Carina Schatz und Kathrin Rieser

 

Der Grundgedanke der Diplomarbeit beruht auf der Wiederbelebung der Villacher Innenstadt. Die Abwanderung der Geschäfte in ein außerhalb der Stadt errichtetes Einkaufszentrum, wird zu einem unübersehbaren Problem der Altstadt. Leere Geschäftsflächen sind mittlerweile Teil des Stadtbildes. Um diese Geschäfte für potenzielle neue Inhaber interessanter und ansprechender zu gestalten, wollen wir sie einer neuen, temporären Nutzung zuführen.

Ausgehend von dieser Problematik entwickelten wir ein Konzept für temporäre Zwischennutzungen. Von Anfang an stand fest, dass das dazu verwendete Inventar keine „gewöhnliche“ Einrichtung werden soll.
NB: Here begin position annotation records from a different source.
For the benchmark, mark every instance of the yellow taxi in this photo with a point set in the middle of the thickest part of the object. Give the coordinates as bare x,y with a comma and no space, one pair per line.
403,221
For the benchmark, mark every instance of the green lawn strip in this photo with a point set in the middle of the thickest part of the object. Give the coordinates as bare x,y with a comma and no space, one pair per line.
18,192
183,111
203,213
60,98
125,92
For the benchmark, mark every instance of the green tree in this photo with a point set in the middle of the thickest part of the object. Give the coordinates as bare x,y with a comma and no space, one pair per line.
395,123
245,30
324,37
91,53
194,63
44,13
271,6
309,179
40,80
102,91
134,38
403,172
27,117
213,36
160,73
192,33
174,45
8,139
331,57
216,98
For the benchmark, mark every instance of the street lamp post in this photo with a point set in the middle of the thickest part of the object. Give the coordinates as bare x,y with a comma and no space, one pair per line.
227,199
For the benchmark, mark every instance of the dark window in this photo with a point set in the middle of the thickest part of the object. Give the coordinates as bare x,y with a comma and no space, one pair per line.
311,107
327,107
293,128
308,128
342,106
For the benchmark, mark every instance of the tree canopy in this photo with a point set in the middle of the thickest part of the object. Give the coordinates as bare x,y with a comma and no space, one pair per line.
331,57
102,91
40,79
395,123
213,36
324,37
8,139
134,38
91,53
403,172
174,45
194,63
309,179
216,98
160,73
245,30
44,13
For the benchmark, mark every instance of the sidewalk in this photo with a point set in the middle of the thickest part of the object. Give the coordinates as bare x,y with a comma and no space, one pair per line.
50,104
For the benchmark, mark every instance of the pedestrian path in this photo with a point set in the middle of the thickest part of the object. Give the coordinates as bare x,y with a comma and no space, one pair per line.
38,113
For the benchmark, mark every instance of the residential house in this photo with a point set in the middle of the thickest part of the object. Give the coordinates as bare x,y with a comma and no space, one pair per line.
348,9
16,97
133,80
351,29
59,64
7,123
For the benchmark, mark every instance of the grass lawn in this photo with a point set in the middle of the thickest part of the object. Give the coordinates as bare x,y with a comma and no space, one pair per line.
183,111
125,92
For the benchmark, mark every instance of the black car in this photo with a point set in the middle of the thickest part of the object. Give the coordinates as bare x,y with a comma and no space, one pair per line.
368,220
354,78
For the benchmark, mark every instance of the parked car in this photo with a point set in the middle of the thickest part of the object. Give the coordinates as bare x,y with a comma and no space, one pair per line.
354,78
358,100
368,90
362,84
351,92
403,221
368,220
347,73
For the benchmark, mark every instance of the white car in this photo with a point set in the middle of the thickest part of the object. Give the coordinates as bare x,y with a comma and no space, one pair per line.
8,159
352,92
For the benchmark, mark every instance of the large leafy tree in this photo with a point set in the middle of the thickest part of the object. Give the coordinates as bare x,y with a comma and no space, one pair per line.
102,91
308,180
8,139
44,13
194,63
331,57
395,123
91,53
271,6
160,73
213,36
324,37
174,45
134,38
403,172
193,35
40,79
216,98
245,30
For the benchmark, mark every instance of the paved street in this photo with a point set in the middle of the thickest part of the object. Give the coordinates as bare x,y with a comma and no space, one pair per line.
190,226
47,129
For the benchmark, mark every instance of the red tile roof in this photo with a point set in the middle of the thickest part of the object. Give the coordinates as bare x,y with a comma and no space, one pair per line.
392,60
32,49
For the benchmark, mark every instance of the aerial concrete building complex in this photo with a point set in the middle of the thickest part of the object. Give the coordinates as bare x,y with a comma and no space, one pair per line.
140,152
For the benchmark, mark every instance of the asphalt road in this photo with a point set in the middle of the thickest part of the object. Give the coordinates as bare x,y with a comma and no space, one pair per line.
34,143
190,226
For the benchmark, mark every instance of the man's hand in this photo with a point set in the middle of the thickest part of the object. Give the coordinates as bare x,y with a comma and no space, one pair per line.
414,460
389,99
Wir beschäftigten uns mit den verschiedensten Recyclingmaterialien und entschlossen uns, mit Karton zu arbeiten. Nach anfänglichen Recherchen entschieden wir uns für die zweilagige Wellpappe, da diese eine hohe Stabilität aufweist und auch neben der Verpackungsindustrie für die Möbelproduktion eingesetzt wird.

In der weiteren Bearbeitungsphase unserer Diplomarbeit entschieden wir uns für zwei Gestaltungsvarianten einer Zwischennutzung.

Betreuer: Alexander Martinschitz und Dieter Maurer

 

Grundrisse Barkonzept
Tisch für Hotelkonzept

Möbel und Spielgeräte für beeinträchtigte Kinder

Eine Diplomarbeit von Sabrina Luschnig und Kim Franzel

Prototyp Kindergartenmöbel mit Spieltisch und 3 Sitzbänken

 

Kinder mit Beeinträchtigung haben ebenso wie Kinder ohne Beeinträchtigung das Recht auf ein gleichberechtigtes, selbst bestimmtes Leben in der Gesellschaft. Menschen mit einem körperlichen oder geistigen Handicap sind auch heute noch nicht richtig in unsere Gesellschaft integriert.

Geeignete Möbel und Spielgeräte für diese Menschengruppe sind eher eine Rarität, obwohl die ersten Entwicklungsjahre im Kindergarten- und Vorschulalter die prägendsten sind. In dieser Zeitspanne sollten die Fein- und Grobmotorik geschult, die Sinne aktiviert und Möglichkeiten der Veränderung geboten werden. Es wird vorausgesetzt, dass das Spielen eine grundlegende Rolle einnehmen sollte.

Die Diplomarbeit besteht aus einem theoretischen und einem praktischen Teil. Der theoretische Teil dient dazu, einen Einblick in verschiedene Bereiche zu geben. Der praktische Teil besteht aus einem Spieltisch und der dazugehörigen Sitzbank. Grundsätzlich ist das Ziel unserer Arbeit, dass wir beeinträchtigten aber auch Kindern ohne Handicap die Möglichkeit bieten wollen, durch unseren Spieltisch mit der dazugehörigen Sitzgruppe – ein unbeschwertes und angenehmeres Leben zu führen. Im Vordergrund stehen die Förderung der Fein- und Grobmotorik - sowie die Perfektionierung der Geschicklichkeit aber auch der Teamfähigkeit und Konzentration. Ein weiteres wesentliches Ziel dieser Diplomarbeit ist es, einen Prototyp anzufertigen.